Source: Anchor, Bloomberg.

Highlights

  • Key metrics:
    • We note that organic growth (ex-acquisitions, which are likely to continue) was 33% YoY.
  • As mentioned, Alibaba’s core marketplace revenues (customer management and commission) are slowing, while its other divisions (Cloud Computing, Digital Media and Entertainment, and Innovation Initiatives) are picking up the baton.
  • Operating costs are under control and Alibaba’s operating expenses (product development + sales and marketing + general and administrative) of RMB34.3bn increased 27.7% YoY.
  • In terms of its business segments, Core Commerce remains super profitable. Cash flows from this segment are used to fund investments in other segments. The underlying Marketplace business (just Taobao and Tmall – i.e. stripping out International, Logistics, brick and mortar etc.) is extremely profitable – instead of a 41% EBITA margin, the pure Marketplace margin is closer to 78%.
  • We note that despite all the other segments delivering robust revenue growth, YoY operating losses have stabilised (in the case of the ecommerce-related businesses) or fallen (in the case of all the non-ecommerce businesses, like Cloud etc.).

Management commentary on the impact of the new coronavirus

  • Relief measures being granted by Alibaba (together with Ant Financial) include:
    • Reducing business operating costs on Alibaba’s platforms.
    • Financial support – lowering interest rates.
    • Subsidies for delivery personnel.
    • The provision of flexible job opportunities to guarantee income.
    • Additional tools to accelerate digital realisation; and
    • Remote working management for enterprises.

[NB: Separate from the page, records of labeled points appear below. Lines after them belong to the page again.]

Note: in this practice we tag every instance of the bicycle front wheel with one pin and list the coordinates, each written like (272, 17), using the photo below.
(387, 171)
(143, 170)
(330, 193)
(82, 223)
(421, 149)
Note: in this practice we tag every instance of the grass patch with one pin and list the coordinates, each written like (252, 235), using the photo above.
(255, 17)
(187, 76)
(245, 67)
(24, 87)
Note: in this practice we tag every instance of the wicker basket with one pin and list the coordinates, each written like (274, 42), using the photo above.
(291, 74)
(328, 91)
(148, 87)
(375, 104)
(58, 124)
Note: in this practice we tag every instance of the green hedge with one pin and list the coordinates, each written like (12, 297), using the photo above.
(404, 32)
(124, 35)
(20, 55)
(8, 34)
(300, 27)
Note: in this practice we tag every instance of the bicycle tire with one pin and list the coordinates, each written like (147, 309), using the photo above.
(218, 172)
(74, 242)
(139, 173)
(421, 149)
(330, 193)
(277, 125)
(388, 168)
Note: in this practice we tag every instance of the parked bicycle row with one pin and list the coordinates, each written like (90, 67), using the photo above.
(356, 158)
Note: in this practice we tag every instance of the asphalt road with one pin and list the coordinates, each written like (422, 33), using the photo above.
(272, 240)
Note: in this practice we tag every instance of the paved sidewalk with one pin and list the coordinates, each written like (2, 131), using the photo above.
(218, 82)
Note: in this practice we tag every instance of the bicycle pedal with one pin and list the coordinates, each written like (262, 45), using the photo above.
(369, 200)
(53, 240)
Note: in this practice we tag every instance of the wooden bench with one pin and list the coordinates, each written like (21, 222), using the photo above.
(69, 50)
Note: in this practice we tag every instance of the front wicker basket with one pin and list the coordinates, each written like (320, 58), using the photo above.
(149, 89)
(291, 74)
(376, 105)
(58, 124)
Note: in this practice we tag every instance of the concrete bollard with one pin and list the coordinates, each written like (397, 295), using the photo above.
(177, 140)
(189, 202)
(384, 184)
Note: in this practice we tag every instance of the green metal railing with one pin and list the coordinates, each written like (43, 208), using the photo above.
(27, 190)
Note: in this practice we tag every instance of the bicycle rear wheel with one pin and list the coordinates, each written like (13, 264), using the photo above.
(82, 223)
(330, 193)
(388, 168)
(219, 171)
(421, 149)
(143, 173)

  • In terms of the business impact:
    • Ecommerce: A delay in employees returning to work following the spring festival holiday is making it harder for merchants and logistics companies resuming operations.
    • New retail: The average basket size increased significantly as consumers migrated online. However, limitations in delivery capacity is a constraint.

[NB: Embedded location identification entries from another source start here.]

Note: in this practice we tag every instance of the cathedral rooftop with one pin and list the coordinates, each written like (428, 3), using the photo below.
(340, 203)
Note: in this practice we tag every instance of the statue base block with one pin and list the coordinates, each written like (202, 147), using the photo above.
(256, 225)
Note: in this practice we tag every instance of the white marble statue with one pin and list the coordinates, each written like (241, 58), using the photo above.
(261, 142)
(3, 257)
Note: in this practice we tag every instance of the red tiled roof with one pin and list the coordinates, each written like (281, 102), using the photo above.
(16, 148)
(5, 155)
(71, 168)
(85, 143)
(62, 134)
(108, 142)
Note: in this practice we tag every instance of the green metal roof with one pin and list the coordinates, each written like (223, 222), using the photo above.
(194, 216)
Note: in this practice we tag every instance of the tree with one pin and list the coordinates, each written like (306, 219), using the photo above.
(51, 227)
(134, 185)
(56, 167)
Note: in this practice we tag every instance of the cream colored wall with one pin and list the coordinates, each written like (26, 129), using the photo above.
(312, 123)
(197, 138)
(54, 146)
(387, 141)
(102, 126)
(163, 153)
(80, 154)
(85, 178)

    • For local consumer services, restaurant visits and the food delivery orders declined noticeably YoY, because many restaurants have not resumed normal operations as yet.

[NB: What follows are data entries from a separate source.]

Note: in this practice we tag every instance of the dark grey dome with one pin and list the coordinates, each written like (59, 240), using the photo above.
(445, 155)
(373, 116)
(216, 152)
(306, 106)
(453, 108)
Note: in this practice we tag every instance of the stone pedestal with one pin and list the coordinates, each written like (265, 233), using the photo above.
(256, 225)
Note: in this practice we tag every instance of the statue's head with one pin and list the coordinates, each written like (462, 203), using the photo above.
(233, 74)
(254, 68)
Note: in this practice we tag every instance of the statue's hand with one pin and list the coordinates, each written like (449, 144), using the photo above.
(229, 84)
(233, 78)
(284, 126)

    • Fliggy (travel services) recorded a significant number of cancellations.
    • DingTalk, a remote working tool, has seen explosive growth by corporates and it is also being used for education purposes.
    • Food and daily necessities are growing rapidly. However, other categories such as clothing and consumer electronics have seen a demand slowdown, which should pick up again.
  • Alibaba said that the company’s “… overall revenue growth rate will be negatively impacted for this quarter. Some of our businesses that rely on physical means of production, on supply side will even show negative revenue growth for the quarter, such as China retail marketplace (Taobao and Tmall – CMR and commission) and local consumer services.”
  • The company noted that it is seeing a increased uptake by online users in lower-tier cities and less developed regions in terms of buying daily necessities online.
  • According to Alibaba, it is starting to see more staff (in the big cities) returning to work. Logistics networks are also starting operations, especially sorting centres in the big cities.